Critica della trasparenza. Letteratura e mito architettonico (Rosenberg & Sellier, Torino, 2016) costituisce una nuova tappa dell’interesse di lungo corso di Riccardo Donati per i visual studies. A differenza però di precedenti studi più specificatamente dedicati al rapporto tra parola e immagine, come il volume Nella palpebra interna. Percorsi novecenteschi tra poesia e arti della visione (Le Lettere, Firenze, 2014; recensito da Marialaura Di Nardo sul n. 4 di «Arabeschi»), in questo caso ad animare la ricerca è stato l’obiettivo, al crocevia di tematologia e storia delle idee, di ricostruire la storia del principio della ‘purovisibilità’ dalla metà dell’Ottocento in poi.

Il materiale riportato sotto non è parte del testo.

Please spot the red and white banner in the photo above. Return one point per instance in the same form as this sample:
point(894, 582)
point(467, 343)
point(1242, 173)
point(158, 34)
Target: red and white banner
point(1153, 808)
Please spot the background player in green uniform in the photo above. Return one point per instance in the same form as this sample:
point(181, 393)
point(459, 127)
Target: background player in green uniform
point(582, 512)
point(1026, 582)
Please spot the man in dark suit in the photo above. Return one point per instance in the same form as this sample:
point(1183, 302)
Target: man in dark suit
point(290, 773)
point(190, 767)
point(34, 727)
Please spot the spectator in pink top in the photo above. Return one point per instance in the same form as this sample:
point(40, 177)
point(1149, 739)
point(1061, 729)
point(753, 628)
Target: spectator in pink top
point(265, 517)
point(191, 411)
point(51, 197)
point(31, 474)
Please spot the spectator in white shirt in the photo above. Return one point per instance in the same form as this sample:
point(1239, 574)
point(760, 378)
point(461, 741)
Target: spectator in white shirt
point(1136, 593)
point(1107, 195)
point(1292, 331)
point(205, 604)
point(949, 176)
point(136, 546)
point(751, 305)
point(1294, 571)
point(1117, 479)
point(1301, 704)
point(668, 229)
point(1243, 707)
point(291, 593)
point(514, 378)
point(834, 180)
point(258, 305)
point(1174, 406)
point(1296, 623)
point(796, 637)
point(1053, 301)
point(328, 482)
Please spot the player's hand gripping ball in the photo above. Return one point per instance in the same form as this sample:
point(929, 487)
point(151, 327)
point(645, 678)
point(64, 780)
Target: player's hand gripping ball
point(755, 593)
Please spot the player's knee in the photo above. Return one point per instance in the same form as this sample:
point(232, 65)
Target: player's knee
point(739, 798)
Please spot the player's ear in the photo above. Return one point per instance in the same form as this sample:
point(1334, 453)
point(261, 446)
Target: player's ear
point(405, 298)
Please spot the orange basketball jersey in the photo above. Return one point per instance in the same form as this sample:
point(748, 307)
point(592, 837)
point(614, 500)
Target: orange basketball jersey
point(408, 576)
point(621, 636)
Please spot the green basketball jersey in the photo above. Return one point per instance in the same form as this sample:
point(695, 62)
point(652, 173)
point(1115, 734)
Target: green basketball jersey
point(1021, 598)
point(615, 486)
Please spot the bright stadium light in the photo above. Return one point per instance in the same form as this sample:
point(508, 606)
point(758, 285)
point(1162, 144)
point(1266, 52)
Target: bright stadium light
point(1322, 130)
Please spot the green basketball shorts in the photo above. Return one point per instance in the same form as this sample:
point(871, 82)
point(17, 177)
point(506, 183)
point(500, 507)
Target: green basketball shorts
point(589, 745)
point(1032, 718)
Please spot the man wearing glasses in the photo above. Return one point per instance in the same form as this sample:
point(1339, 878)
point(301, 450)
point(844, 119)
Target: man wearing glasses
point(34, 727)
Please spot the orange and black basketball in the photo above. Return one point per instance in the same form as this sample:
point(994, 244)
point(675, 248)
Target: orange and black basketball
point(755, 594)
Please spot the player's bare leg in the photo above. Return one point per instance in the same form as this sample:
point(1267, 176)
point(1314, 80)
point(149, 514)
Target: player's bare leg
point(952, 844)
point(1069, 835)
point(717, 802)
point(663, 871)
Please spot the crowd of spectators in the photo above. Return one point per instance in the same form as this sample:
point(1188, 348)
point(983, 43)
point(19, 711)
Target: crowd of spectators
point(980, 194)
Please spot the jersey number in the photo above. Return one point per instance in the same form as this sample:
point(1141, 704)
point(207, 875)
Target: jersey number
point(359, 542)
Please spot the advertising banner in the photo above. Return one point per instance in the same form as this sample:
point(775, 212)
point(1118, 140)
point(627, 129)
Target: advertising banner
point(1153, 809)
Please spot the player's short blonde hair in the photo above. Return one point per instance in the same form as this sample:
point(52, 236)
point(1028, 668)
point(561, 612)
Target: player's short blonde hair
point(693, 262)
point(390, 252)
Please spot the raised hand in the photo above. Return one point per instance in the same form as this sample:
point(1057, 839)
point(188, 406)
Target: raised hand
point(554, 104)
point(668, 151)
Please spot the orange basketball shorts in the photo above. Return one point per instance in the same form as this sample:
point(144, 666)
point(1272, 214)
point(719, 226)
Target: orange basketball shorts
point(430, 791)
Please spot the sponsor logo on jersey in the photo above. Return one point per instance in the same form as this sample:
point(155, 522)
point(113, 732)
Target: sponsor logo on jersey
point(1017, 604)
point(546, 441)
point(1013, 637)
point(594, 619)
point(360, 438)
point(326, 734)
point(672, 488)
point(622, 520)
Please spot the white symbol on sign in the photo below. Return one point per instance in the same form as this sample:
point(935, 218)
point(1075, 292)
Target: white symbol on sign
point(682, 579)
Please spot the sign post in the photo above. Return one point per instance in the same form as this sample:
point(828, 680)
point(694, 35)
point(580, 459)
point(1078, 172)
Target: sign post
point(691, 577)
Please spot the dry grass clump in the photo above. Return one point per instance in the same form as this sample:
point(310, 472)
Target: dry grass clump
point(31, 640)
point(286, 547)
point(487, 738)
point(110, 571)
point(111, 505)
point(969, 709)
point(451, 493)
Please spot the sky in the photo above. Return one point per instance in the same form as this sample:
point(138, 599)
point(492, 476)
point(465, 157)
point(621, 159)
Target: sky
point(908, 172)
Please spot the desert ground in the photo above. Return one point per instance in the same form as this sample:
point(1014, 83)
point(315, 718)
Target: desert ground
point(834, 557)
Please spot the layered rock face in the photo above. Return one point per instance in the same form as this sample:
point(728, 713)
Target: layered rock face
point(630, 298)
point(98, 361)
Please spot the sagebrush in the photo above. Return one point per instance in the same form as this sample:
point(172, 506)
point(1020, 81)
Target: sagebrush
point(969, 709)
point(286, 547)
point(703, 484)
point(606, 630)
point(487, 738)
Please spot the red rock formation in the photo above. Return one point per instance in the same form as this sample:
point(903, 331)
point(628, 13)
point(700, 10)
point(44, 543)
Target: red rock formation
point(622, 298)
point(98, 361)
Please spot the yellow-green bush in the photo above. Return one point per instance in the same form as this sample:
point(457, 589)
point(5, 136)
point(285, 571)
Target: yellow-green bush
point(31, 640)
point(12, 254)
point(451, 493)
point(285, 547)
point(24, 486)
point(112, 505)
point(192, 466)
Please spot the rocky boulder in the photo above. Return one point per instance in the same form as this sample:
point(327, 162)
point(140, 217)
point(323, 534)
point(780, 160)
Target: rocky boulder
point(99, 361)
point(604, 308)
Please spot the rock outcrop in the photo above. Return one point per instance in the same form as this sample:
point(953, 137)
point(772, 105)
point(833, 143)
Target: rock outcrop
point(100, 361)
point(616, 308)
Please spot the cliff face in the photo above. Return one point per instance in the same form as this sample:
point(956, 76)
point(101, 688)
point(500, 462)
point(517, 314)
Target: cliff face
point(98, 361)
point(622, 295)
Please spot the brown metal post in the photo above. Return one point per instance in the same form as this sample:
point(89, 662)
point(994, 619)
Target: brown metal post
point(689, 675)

Il saggio è scandito in due sezioni – La società a venire e La società avvenuta –, in cui si ripercorre «il punto di vista di letterati, artisti, intellettuali» (p. 30) sui mutevoli rapporti tra il valore funzionale e il valore finzionale della trasparenza, ossia tra la funzione riconosciuta a un certo edificio trasparente e le proiezioni simbolico-culturali su di esso esercitate. Più in dettaglio, nel capitolo iniziale della prima e più corposa sezione, Dal sogno…, dedicato all’Ottocento, lo studioso fissa il punto di partenza del discorso nell’edificazione a Londra nel 1851 del Crystal Palace per la Great Exhibition, mostrando come nella sua struttura in ferro e vetro i modelli già settecenteschi della vetrina e della serra confluiscano in un riuso in chiave commerciale dell’immaginario romanzesco evocato dalla coltivazione di fiori e piante di origine esotica. Sin dalle prime manifestazioni architettoniche della trasparenza, cioè, soggiacciono ai criteri di funzionalità dei materiali utilizzati strategie di creazione del gusto e di persuasione all’acquisto che riconosciamo precorrere l’approccio immaginifico alle merci dell’odierna società dei consumi.